3. While he was a star basketball player in high school, he can’t seem to score any points getting socks and underwear into the hamper. Clothing litters the carpet around the hamper, the bathroom floor, the floor by the dresser. I’ve considered installing a scoreboard on the hamper to reward desirable behavior.
4. My husband once ruined my favorite sweater by washing it with a new pair of jeans. The blue dye looked like tears on the light fabric as he conveniently declared, “I can never do laundry again.” And he doesn’t ever. Fortunately, he never complains when I have to rewash loads I’ve left in the washer too long or when he needs to get dressed in the laundry room.
5. He farts. I’m not talking a minor emission here and there. He ejects gas with such force that it vibrates the furniture and registers on the Richter scale. Our children have learned never to stand behind him because the sheer force of the wind can knock them over. Now I firmly believe that a person should be comfortable in his or her own home, but for criminy sakes, his farts are so thunderous they scare the dog. There should be a new name for what he does. Fartlosion? Atomic Stink Bomb? Colon Quake?

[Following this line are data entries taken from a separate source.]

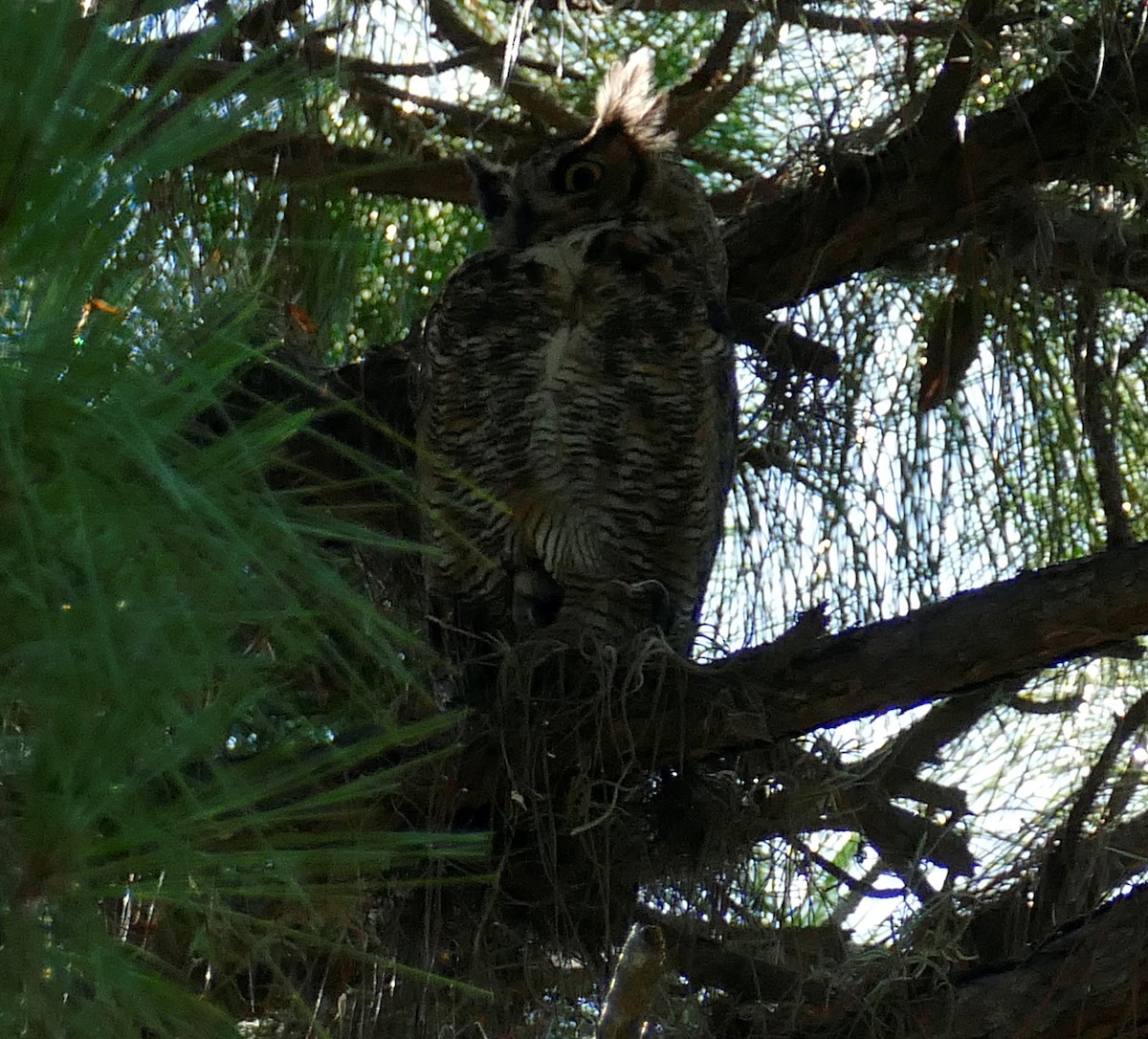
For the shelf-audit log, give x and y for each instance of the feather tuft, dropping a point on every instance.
(629, 98)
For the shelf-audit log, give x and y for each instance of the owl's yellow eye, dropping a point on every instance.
(583, 175)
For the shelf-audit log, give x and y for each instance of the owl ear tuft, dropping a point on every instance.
(492, 187)
(629, 98)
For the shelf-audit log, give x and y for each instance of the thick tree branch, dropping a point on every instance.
(973, 640)
(866, 211)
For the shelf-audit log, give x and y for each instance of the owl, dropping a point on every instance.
(577, 428)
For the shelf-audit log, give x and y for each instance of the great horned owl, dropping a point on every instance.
(577, 425)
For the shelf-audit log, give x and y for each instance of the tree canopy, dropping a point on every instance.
(900, 786)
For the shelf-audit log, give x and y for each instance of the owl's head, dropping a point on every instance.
(609, 172)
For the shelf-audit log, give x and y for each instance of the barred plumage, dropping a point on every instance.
(577, 431)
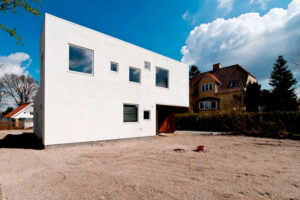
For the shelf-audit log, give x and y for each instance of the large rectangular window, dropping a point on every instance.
(130, 113)
(81, 59)
(208, 105)
(134, 75)
(162, 77)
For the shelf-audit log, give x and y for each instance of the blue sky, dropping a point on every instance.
(169, 27)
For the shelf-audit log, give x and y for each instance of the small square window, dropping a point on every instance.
(162, 77)
(134, 74)
(81, 59)
(201, 105)
(146, 114)
(114, 67)
(147, 65)
(233, 84)
(130, 113)
(213, 105)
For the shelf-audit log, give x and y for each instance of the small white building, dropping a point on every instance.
(96, 87)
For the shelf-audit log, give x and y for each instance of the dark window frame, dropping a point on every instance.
(114, 63)
(140, 75)
(137, 113)
(78, 72)
(147, 65)
(149, 114)
(168, 83)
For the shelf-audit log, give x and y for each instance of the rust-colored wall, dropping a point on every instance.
(166, 120)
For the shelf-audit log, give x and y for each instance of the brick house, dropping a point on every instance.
(219, 89)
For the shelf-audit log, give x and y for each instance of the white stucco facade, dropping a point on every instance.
(75, 107)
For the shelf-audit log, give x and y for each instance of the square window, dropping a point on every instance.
(213, 105)
(206, 87)
(134, 75)
(162, 77)
(147, 65)
(130, 113)
(146, 114)
(206, 105)
(81, 59)
(201, 105)
(203, 88)
(233, 84)
(114, 67)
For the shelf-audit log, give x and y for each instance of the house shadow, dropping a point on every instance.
(21, 141)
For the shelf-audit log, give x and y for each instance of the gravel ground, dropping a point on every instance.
(231, 167)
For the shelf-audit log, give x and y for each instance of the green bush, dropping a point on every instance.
(269, 124)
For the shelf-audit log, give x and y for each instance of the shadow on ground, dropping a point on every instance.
(21, 141)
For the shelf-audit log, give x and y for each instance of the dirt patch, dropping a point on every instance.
(231, 167)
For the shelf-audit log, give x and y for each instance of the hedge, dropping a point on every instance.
(269, 124)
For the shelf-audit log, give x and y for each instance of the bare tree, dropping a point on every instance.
(20, 88)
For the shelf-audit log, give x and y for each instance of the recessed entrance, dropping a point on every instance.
(165, 119)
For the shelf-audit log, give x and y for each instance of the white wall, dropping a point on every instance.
(80, 107)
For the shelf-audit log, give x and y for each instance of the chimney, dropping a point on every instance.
(216, 66)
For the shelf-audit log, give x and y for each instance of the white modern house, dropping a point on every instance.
(96, 87)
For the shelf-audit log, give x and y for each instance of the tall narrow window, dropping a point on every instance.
(80, 59)
(162, 77)
(134, 75)
(130, 113)
(146, 114)
(147, 65)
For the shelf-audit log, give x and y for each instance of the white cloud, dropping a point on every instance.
(262, 3)
(14, 63)
(251, 40)
(225, 4)
(185, 15)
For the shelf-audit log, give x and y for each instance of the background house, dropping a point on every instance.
(22, 116)
(96, 87)
(219, 89)
(24, 111)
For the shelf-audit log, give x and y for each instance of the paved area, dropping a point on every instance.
(231, 167)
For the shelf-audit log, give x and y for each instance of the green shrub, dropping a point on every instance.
(269, 124)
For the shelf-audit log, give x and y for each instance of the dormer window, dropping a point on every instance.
(206, 87)
(233, 84)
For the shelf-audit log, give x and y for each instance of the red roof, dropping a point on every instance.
(225, 75)
(15, 111)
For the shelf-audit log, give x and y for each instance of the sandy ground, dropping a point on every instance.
(232, 167)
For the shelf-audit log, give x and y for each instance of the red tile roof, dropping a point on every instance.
(15, 111)
(225, 75)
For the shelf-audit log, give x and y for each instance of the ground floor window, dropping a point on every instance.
(208, 105)
(130, 113)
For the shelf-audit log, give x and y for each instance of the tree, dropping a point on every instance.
(193, 71)
(8, 110)
(20, 88)
(8, 6)
(252, 97)
(283, 82)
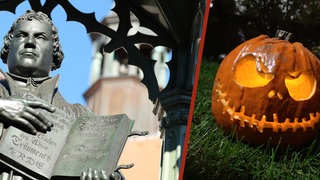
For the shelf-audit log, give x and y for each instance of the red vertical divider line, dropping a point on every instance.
(194, 90)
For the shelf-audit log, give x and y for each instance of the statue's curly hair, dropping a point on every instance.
(30, 15)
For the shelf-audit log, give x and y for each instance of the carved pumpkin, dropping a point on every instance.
(268, 89)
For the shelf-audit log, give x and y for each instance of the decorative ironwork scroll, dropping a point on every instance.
(167, 19)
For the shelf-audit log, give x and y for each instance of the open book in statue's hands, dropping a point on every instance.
(70, 148)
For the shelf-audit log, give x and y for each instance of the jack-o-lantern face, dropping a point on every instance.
(269, 90)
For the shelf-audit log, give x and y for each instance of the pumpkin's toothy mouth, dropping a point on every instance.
(247, 121)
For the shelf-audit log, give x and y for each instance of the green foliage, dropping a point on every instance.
(214, 155)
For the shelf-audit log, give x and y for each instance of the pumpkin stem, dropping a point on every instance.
(282, 34)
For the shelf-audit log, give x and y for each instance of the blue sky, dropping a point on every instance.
(76, 45)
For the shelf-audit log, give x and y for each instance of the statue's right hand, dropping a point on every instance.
(23, 113)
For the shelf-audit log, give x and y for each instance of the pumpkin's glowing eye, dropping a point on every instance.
(246, 74)
(301, 86)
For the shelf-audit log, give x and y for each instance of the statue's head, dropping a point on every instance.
(32, 41)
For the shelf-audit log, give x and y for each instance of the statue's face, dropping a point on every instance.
(31, 49)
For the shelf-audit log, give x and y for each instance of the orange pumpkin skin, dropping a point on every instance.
(282, 104)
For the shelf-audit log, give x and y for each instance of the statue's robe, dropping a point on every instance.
(44, 88)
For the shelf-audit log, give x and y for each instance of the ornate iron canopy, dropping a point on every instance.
(167, 19)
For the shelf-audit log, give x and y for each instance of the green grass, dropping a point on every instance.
(215, 155)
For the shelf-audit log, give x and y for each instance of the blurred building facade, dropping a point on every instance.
(115, 88)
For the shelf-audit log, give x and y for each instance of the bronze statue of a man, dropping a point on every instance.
(31, 50)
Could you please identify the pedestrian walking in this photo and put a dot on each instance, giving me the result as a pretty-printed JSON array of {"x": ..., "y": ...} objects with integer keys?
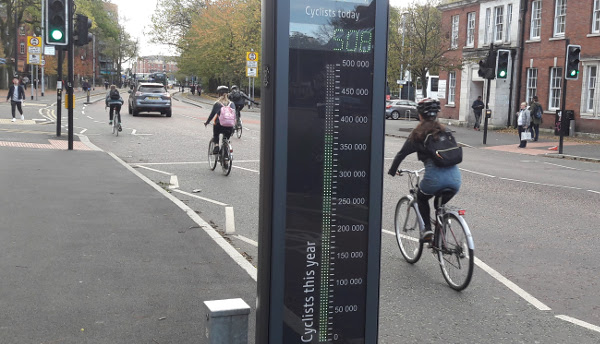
[
  {"x": 523, "y": 121},
  {"x": 16, "y": 95},
  {"x": 477, "y": 108},
  {"x": 536, "y": 111}
]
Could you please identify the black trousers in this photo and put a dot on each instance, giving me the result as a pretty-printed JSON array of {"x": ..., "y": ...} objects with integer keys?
[{"x": 14, "y": 104}]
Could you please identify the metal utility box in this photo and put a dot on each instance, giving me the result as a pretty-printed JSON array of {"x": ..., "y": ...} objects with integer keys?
[{"x": 226, "y": 321}]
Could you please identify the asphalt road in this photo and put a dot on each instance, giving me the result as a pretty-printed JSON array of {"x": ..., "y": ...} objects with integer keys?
[{"x": 534, "y": 222}]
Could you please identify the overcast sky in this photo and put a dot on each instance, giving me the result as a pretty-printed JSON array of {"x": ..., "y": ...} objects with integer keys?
[{"x": 138, "y": 15}]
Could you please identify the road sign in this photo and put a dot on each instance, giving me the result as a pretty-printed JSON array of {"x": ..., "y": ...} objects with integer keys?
[
  {"x": 251, "y": 56},
  {"x": 252, "y": 72},
  {"x": 34, "y": 50}
]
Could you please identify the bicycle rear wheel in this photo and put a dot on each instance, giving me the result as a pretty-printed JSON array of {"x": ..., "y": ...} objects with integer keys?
[
  {"x": 456, "y": 257},
  {"x": 406, "y": 224},
  {"x": 212, "y": 158},
  {"x": 226, "y": 158}
]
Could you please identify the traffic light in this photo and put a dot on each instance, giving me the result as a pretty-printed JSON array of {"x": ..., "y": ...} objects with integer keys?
[
  {"x": 572, "y": 63},
  {"x": 81, "y": 36},
  {"x": 56, "y": 22},
  {"x": 502, "y": 64}
]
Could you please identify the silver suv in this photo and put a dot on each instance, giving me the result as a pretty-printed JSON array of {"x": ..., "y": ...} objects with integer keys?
[{"x": 149, "y": 97}]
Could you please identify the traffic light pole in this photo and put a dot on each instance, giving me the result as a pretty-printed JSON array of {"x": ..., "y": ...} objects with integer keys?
[{"x": 70, "y": 72}]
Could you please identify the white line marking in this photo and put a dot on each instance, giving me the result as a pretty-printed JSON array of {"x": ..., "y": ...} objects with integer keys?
[
  {"x": 154, "y": 170},
  {"x": 230, "y": 250},
  {"x": 542, "y": 184},
  {"x": 579, "y": 322},
  {"x": 202, "y": 198},
  {"x": 249, "y": 241},
  {"x": 479, "y": 173},
  {"x": 510, "y": 285},
  {"x": 246, "y": 169}
]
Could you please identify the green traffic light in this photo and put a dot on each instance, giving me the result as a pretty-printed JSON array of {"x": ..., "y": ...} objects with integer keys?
[{"x": 57, "y": 35}]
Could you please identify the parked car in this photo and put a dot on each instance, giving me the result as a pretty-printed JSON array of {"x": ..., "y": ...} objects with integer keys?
[
  {"x": 149, "y": 97},
  {"x": 398, "y": 108}
]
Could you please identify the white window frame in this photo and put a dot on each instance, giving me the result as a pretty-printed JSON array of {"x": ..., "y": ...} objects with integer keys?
[
  {"x": 536, "y": 20},
  {"x": 591, "y": 90},
  {"x": 596, "y": 17},
  {"x": 455, "y": 28},
  {"x": 560, "y": 18},
  {"x": 471, "y": 29},
  {"x": 554, "y": 96},
  {"x": 498, "y": 23},
  {"x": 508, "y": 23},
  {"x": 487, "y": 35},
  {"x": 451, "y": 88},
  {"x": 531, "y": 83}
]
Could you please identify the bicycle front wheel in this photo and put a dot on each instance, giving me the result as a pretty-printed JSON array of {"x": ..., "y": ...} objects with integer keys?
[
  {"x": 212, "y": 158},
  {"x": 406, "y": 224},
  {"x": 456, "y": 256},
  {"x": 226, "y": 158}
]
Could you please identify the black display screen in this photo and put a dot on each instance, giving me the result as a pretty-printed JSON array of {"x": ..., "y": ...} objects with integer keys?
[{"x": 328, "y": 170}]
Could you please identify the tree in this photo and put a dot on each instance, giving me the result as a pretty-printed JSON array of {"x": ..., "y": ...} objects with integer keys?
[{"x": 424, "y": 45}]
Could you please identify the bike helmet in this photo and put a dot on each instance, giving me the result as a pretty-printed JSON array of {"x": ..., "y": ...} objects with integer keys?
[
  {"x": 222, "y": 89},
  {"x": 428, "y": 108}
]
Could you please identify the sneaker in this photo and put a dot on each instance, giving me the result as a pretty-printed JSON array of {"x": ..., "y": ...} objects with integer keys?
[{"x": 426, "y": 235}]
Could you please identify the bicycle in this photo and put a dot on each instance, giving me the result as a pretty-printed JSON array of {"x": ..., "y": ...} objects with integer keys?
[
  {"x": 224, "y": 156},
  {"x": 238, "y": 126},
  {"x": 452, "y": 242}
]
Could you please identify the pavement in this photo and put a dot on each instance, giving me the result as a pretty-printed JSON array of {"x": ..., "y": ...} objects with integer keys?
[{"x": 91, "y": 250}]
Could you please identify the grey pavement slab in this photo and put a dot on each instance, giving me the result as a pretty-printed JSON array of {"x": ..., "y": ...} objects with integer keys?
[{"x": 92, "y": 254}]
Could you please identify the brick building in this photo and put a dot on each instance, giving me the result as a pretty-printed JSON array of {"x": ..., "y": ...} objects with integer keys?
[{"x": 537, "y": 58}]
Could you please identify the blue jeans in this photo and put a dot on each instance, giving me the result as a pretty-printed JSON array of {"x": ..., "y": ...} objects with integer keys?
[{"x": 435, "y": 179}]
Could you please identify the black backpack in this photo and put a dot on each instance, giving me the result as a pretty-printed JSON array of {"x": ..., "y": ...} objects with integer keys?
[{"x": 444, "y": 150}]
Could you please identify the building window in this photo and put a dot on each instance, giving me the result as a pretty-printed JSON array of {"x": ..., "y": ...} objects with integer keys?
[
  {"x": 454, "y": 40},
  {"x": 498, "y": 23},
  {"x": 560, "y": 17},
  {"x": 596, "y": 21},
  {"x": 508, "y": 22},
  {"x": 536, "y": 19},
  {"x": 487, "y": 38},
  {"x": 531, "y": 84},
  {"x": 471, "y": 29},
  {"x": 555, "y": 88},
  {"x": 591, "y": 88},
  {"x": 451, "y": 87}
]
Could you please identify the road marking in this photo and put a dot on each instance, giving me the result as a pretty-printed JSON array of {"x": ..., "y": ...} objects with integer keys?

6. Speaking of deafening noises, can we discuss the snoring? That human chainsaw is so disruptive my son asked to change bedrooms because it wakes him up at night (he’s already at the other end of the hallway). I have no sympathy for him though, because I have to sleep with the roaring grizzly bear. I buy earplugs in bulk. Honestly, I’m surprised we haven’t been fined for breaking the neighborhood noise ordinance. On the other hand, I don’t need to pay for a vibrating bed because I’ve already got one.
Of course, I’m certain I’m not the easiest person to live with either, but the last time I asked him what I could change about myself, he brought me a cup of coffee (that he brewed) and replied without hesitation, “Nothing. You have no quirks.”
So I guess he really is perfect—perfect for me.